Peut-on nier que la Russie a peur, qu’elle est inquiète, qu’elle se sent encerclée après des promesses non tenues, les invasions suédoises, polonaise, française et allemande ont gravé son inconscient collectif surtout la dernière dont le but n’était pas la défaite, mais la disparition du peuple russe avec son cortège de dizaines de millions de morts.

S’il est un exercice auquel l’IHEDN devrait se livrer plus souvent c’est celui d’explorer d’autres modes de pensée et de ressentir que ceux des Occidentaux réunis autour du grand frère américain. Après tout, pourquoi serions-nous les seuls à avoir une âme ?

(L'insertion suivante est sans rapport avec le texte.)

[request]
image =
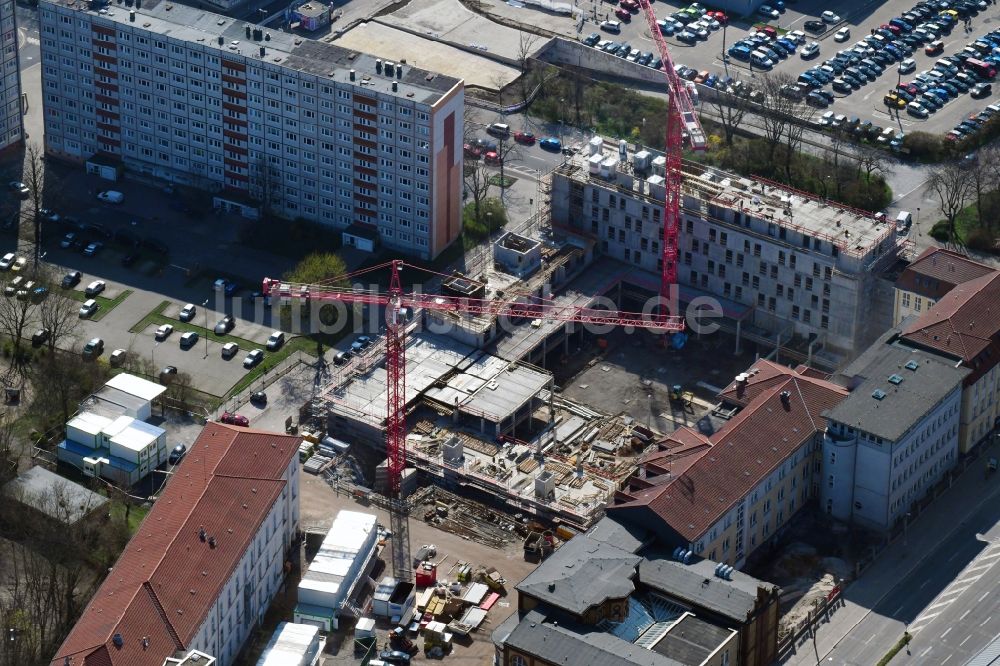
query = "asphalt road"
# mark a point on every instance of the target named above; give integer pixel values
(949, 602)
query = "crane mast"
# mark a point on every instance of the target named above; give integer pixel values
(681, 119)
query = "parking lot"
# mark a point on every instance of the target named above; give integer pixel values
(865, 103)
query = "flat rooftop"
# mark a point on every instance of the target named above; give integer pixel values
(227, 36)
(474, 381)
(853, 231)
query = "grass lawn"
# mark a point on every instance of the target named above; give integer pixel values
(106, 305)
(271, 359)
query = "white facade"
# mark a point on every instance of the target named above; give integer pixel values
(872, 481)
(11, 126)
(306, 129)
(245, 597)
(798, 265)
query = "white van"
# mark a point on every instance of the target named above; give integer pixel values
(499, 130)
(111, 196)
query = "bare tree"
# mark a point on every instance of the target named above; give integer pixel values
(777, 110)
(525, 48)
(730, 107)
(477, 185)
(16, 314)
(59, 315)
(951, 185)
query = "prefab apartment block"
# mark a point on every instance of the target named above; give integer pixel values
(266, 120)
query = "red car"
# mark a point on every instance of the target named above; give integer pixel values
(232, 418)
(472, 151)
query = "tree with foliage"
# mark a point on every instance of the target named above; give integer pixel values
(317, 268)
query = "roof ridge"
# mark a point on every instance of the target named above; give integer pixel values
(163, 614)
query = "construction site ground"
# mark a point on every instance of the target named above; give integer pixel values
(319, 504)
(634, 373)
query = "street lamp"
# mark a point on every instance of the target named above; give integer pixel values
(205, 307)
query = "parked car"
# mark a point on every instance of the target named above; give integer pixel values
(111, 196)
(275, 341)
(189, 339)
(71, 279)
(94, 288)
(177, 454)
(232, 418)
(225, 325)
(93, 348)
(551, 144)
(253, 358)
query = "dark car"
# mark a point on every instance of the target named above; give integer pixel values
(395, 657)
(71, 279)
(225, 325)
(177, 454)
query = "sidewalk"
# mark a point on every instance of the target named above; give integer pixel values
(895, 564)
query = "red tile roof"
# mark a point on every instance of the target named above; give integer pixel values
(964, 324)
(167, 579)
(755, 441)
(937, 271)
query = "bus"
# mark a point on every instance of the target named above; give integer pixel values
(981, 68)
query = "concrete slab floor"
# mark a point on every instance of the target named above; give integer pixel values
(319, 505)
(393, 44)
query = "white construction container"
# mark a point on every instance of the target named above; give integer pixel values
(609, 167)
(594, 145)
(85, 428)
(595, 163)
(660, 165)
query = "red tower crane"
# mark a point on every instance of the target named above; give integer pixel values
(395, 350)
(681, 119)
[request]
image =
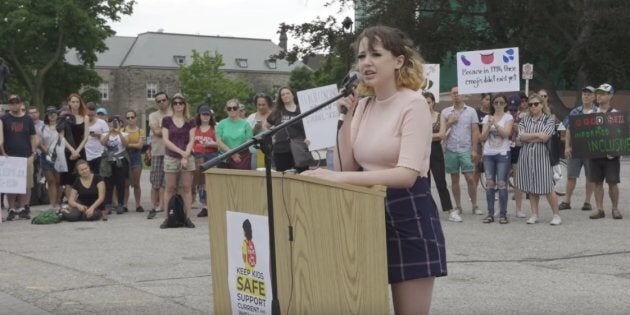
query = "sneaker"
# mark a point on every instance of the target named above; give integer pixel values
(152, 214)
(203, 213)
(477, 211)
(597, 214)
(189, 224)
(24, 213)
(556, 220)
(11, 215)
(564, 206)
(454, 217)
(532, 220)
(164, 224)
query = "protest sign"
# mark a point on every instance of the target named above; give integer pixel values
(321, 126)
(488, 71)
(598, 135)
(249, 276)
(13, 175)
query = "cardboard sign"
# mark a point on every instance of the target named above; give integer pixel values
(432, 80)
(13, 175)
(598, 135)
(488, 71)
(249, 276)
(321, 126)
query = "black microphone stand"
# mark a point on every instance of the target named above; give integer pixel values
(264, 140)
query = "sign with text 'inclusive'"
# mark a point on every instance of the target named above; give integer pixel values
(598, 135)
(488, 71)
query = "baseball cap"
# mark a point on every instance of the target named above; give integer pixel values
(204, 109)
(14, 99)
(514, 101)
(51, 110)
(607, 88)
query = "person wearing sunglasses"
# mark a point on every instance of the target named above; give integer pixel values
(495, 134)
(535, 173)
(135, 142)
(232, 132)
(178, 135)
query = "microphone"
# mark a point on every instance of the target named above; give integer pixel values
(351, 81)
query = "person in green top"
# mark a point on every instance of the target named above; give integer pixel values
(232, 132)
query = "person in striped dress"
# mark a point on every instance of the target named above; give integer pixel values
(535, 173)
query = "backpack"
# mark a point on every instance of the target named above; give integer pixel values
(553, 145)
(175, 216)
(47, 217)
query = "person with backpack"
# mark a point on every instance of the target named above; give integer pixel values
(535, 172)
(178, 134)
(53, 159)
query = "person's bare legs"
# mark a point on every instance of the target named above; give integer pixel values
(413, 296)
(456, 190)
(472, 188)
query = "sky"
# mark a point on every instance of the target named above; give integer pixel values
(236, 18)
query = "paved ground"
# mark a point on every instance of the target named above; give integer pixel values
(127, 265)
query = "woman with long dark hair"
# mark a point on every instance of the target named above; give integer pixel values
(205, 148)
(286, 109)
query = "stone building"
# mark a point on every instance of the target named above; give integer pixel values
(133, 69)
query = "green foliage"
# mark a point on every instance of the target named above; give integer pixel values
(36, 34)
(204, 76)
(302, 78)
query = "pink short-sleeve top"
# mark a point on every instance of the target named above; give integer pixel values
(394, 132)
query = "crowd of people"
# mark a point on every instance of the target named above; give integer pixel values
(79, 148)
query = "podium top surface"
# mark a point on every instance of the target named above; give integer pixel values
(375, 190)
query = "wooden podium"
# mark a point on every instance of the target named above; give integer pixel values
(337, 262)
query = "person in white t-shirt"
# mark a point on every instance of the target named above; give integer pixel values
(93, 147)
(496, 131)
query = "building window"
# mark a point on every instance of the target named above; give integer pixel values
(180, 60)
(151, 90)
(271, 63)
(241, 62)
(104, 89)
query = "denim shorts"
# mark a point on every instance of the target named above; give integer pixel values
(135, 158)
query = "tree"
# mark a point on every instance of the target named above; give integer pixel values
(204, 76)
(571, 42)
(35, 36)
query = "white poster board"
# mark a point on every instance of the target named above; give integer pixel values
(488, 71)
(321, 126)
(249, 276)
(13, 175)
(432, 80)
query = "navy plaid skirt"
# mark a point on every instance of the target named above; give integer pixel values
(415, 242)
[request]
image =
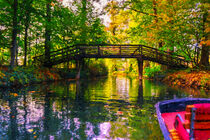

Comprendre un homme comme Wladimir Poutine dont la famille a vécu le siège inhumain de Leningrad siège dans le culte duquel l’actuel maître de la Russie a été élevé par ses parents et grands-parents est un exercice qui peut avoir son utilité.

Et puis enfin, certains pensent que la Russie jouerait le rôle d’ennemi utile, un ennemi dont on peut se poser la question de savoir s’il a les moyens de vous attaquer et dont on fait un ennemi redoutable comme les USA en 2003 avec l’Irak et George Orwell dans le roman « 1984 », cela permet de réunir et de souder sans trop de risques. La Russie aurait-elle encore une politique expansionniste, ses moyens 20 fois inférieurs à ceux de l’OTAN en termes budgétaires ne lui fourniraient pas les outils de sa politique, moyens cependant suffisants pour créer un gros clash avec effet de domino.

D’ailleurs ne peut-on se poser la question de savoir si, ce qui est peu probable après la débandade d’Afghanistan, les USA décidaient de repartir dans une de ses aventures militaires dont ils ont le secret et que la France à nouveau s’y refusait, quelles seraient les conséquences pour elle, quel serait le prix à payer ? Même si la question ne se pose pas nécessairement dans un cadre OTAN.

Autre questionnement, celui de l’efficacité d’actions comme celle contre les djihadistes roulant à tombeau ouvert vers Bamako du temps du président Hollande, ladite opération se fit avec des moyens logistiques et du renseignement américain, l’autorisation algérienne de survol de son territoire et l’appui réel de combattants tchadiens au sol, doit-on rappeler qu’il ne s’agissait pas d’une opération OTAN qui arrêta les djihadistes. Si la France n’avait pas réintégré le CI, ces moyens d’urgence lui auraient il été refusés ?

Le bi, tri, quadrilatéral n’est-il pas dans certains cas plus ouvert et adapté aux surprises stratégiques ?

Pour conclure quelques mots sur l’aspect industriel qui du fait de son importance aurait pu constituer l’exorde de la liste des questionnements.

La France a toujours été partie intégrante de programmes multilatéraux bien avant son intégration, qu’il suffise de citer le Roland, le LRM, etc…autant que d’achats comme les catapultes sur le Charles de Gaulle, les fusils Rugger.

Au milieu des années 80, l’Armée de Terre américaine acheta à La France le système de communications RITA sans doute parce qu’il était le meilleur au monde et sans qu’il soit nécessaire d’être dans le CI.

L’un des dirigeants de l’Union IHEDN avançait il y a quelque temps l’idée selon laquelle l’OTAN était peut-être avant tout un super marché destiné à imposer les normes et à vendre le matériel des entreprises américaines, le fait pour la France d’avoir réintégré le CI est-il un avantage pour les entreprises françaises, a-t-on vendu plus aux pays de l’UE et de l’OTAN depuis que nous avons réintégré la grande maison en 2009 ?

Beaucoup de questions qui nous l’espérons seront éclairées au moins partiellement lors du débat auquel nous aspirons.